B. Impact on correlation coefficientb

Dependent variable (Y) variance ratio

Independent variable (X) ratio of intra/inter variances

  0 0.4 0.8 1.2 1.6 2.0 2.4 2.8
0 1.0 0.845 0.745 0.674 0.620 0.577 0.542 0.512
0.4 0.845 0.714 0.630 0.570 0.524 0.488 0.458 0.434
0.8 0.745 0.630 0.555 0.503 0.462 0.430 0.404 0.382
1.2 0.674 0.569 0.503 0.455 0.418 0.389 0.365 0.346
1.6 0.620 0.524 0.462 0.418 0.385 0.358 0.336 0.318
2.0 0.577 0.488 0.430 0.389 0.358 0.333 0.313 0.296
2.4 0.542 0.458 0.404 0.366 0.336 0.313 0.294 0.278
2.8 0.513 0.434 0.382 0.346 0.318 0.296 0.278 0.263

a. The reference slope and correlation are each set at 1.0. The tables portray the bias introduced as a multiple of true values.
b. All calculations presented assume that there is no correlation between errors.

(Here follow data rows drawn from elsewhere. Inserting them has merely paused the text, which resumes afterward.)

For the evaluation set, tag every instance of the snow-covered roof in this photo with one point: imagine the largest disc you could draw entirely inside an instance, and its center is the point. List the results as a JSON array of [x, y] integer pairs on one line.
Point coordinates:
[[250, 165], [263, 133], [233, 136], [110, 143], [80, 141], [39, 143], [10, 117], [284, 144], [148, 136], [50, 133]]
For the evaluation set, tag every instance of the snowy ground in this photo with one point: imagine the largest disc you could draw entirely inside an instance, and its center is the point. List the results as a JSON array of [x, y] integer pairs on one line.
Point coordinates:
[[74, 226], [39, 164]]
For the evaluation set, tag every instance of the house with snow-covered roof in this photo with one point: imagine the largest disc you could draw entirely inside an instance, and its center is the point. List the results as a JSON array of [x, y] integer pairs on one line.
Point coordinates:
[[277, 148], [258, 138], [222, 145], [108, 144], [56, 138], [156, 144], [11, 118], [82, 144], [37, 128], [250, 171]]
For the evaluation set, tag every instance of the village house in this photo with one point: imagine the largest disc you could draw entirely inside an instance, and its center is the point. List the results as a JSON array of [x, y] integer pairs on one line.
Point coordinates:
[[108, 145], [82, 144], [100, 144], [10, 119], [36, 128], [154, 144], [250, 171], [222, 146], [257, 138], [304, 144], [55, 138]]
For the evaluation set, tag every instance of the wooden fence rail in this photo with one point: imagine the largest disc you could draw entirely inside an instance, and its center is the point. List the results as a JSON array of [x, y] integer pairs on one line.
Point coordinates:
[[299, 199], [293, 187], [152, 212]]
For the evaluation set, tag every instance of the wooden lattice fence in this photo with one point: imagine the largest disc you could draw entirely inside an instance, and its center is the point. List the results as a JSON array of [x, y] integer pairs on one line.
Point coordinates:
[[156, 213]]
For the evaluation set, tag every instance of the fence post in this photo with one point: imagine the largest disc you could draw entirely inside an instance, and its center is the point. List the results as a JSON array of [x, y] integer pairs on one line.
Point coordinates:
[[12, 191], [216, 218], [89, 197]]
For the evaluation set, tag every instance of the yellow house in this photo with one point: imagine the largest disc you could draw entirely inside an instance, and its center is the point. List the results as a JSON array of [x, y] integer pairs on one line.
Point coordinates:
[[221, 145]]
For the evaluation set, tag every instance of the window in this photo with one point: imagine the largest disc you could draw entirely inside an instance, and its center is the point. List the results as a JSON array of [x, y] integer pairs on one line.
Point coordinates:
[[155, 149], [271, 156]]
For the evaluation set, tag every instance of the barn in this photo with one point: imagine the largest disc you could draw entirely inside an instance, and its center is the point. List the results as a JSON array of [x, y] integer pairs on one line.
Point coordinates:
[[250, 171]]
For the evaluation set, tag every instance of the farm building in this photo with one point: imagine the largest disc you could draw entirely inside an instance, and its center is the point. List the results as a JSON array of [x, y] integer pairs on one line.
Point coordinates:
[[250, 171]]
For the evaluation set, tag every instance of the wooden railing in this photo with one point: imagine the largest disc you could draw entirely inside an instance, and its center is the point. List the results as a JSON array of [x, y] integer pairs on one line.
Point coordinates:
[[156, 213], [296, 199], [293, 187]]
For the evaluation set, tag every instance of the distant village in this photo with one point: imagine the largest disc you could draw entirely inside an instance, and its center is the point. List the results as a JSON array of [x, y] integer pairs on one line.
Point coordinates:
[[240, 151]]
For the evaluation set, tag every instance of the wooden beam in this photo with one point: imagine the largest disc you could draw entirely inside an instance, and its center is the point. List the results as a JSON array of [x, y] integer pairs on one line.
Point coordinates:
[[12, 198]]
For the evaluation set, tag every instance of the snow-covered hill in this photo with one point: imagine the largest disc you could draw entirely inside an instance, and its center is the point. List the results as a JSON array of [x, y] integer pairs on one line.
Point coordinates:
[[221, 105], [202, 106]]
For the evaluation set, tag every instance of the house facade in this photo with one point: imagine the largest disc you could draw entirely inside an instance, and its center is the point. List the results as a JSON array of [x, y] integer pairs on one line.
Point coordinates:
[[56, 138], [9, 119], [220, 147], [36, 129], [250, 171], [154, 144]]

A random error in the dependent variable has no specific effect on the slope. In the case of correlation analyses, the effect is the same no matter where the error lies. Here the correlations are high since the range of observed intakes is quite large in relation to the error term stipulated. More general models of these effects on regression slopes and on correlation coefficients are presented in table 9. The bases of these calculations will be found in Beaton et al. [2] and Snedecor and Cochrane [7].